14 To him that is afflicted pity should be shewed from his friend; but he forsaketh the fear of the Almighty.

15 My brethren have dealt deceitfully as a brook, and as the stream of brooks they pass away;

16 Which are blackish by reason of the ice, and wherein the snow is hid:

17 What time they wax warm, they vanish: when it is hot, they are consumed out of their place.

18 The paths of their way are turned aside; they go to nothing, and perish.

19 The troops of Tema looked, the companies of Sheba waited for them.

20 They were confounded because they had hoped; they came thither, and were ashamed.

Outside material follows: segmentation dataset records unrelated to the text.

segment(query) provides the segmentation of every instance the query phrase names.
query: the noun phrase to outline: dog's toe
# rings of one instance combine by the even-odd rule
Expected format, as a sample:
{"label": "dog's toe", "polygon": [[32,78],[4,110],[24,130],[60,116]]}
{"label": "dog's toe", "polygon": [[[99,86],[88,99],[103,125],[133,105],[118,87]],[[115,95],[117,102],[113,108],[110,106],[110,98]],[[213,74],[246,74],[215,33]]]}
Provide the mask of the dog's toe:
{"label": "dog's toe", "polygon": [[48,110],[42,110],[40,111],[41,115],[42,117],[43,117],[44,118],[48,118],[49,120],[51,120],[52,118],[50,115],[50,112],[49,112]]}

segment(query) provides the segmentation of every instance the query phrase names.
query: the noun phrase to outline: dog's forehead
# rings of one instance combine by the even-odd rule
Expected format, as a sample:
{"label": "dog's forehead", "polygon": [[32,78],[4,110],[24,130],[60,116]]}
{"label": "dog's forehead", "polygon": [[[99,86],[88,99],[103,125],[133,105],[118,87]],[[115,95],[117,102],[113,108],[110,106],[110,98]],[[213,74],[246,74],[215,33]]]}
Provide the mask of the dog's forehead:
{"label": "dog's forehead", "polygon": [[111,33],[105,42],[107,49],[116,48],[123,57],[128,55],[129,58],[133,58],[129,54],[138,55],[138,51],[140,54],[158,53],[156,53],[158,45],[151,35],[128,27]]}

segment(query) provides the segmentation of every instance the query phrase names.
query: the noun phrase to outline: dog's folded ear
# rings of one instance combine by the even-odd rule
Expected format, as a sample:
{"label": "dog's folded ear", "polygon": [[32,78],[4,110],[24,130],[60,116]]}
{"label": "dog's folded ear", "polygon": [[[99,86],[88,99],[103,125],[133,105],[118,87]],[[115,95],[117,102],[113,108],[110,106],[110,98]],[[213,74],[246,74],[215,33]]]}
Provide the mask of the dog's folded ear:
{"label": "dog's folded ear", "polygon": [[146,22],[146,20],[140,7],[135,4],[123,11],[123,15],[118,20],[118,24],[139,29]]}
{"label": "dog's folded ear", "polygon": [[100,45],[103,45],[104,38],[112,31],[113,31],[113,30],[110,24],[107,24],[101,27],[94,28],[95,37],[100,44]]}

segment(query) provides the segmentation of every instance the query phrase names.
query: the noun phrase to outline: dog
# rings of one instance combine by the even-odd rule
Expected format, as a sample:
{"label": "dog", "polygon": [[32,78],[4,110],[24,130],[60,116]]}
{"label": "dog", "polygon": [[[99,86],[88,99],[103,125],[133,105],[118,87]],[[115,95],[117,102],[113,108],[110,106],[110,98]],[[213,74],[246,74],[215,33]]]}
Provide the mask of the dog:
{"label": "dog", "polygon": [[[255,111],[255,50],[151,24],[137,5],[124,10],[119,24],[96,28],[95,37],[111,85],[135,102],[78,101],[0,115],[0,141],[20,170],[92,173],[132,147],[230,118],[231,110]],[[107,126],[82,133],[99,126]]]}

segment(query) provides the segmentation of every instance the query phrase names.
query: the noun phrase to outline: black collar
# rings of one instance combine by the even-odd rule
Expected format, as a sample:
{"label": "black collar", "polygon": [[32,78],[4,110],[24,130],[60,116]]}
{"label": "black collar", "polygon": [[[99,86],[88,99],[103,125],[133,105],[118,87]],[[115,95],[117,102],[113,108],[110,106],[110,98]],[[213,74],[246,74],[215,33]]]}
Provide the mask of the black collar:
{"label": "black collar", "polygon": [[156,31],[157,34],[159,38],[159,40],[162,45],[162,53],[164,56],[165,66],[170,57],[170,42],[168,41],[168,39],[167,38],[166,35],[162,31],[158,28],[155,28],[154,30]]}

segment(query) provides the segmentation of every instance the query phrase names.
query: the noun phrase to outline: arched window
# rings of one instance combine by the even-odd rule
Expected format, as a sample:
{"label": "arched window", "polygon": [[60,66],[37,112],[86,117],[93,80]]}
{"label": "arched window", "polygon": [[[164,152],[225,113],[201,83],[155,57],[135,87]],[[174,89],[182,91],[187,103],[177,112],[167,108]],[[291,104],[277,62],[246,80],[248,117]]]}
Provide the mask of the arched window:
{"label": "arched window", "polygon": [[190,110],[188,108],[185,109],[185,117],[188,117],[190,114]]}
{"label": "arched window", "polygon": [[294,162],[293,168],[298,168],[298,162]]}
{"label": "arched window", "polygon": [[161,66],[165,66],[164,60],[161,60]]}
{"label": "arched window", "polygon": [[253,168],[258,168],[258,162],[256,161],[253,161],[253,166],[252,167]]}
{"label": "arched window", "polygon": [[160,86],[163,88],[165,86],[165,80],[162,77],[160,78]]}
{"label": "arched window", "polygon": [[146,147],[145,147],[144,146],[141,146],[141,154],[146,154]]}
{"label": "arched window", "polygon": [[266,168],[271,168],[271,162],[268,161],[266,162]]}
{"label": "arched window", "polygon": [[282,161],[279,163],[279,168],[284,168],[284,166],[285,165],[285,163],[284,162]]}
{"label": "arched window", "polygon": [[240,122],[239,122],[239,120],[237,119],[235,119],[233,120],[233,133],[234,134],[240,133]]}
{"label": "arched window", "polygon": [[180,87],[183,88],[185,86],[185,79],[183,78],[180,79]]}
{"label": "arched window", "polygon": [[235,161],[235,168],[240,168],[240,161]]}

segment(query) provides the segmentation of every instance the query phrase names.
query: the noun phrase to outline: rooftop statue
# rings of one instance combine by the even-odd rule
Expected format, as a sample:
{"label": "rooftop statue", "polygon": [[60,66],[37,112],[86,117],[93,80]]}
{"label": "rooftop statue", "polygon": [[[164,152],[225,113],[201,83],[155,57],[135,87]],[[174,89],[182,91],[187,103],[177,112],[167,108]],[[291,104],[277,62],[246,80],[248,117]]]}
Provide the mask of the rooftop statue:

21 For now ye are nothing; ye see my casting down, and are afraid.

22 Did I say, Bring unto me? or, Give a reward for me of your substance?

23 Or, Deliver me from the enemy's hand? or, Redeem me from the hand of the mighty?

24 Teach me, and I will hold my tongue: and cause me to understand wherein I have erred.

25 How forcible are right words! but what doth your arguing reprove?

26 Do ye imagine to reprove words, and the speeches of one that is desperate, which are as wind?

27 Yea, ye overwhelm the fatherless, and ye dig a pit for your friend.

28 Now therefore be content, look upon me; for it is evident unto you if I lie.

29 Return, I pray you, let it not be iniquity; yea, return again, my righteousness is in it.

30 Is there iniquity in my tongue? cannot my taste discern perverse things?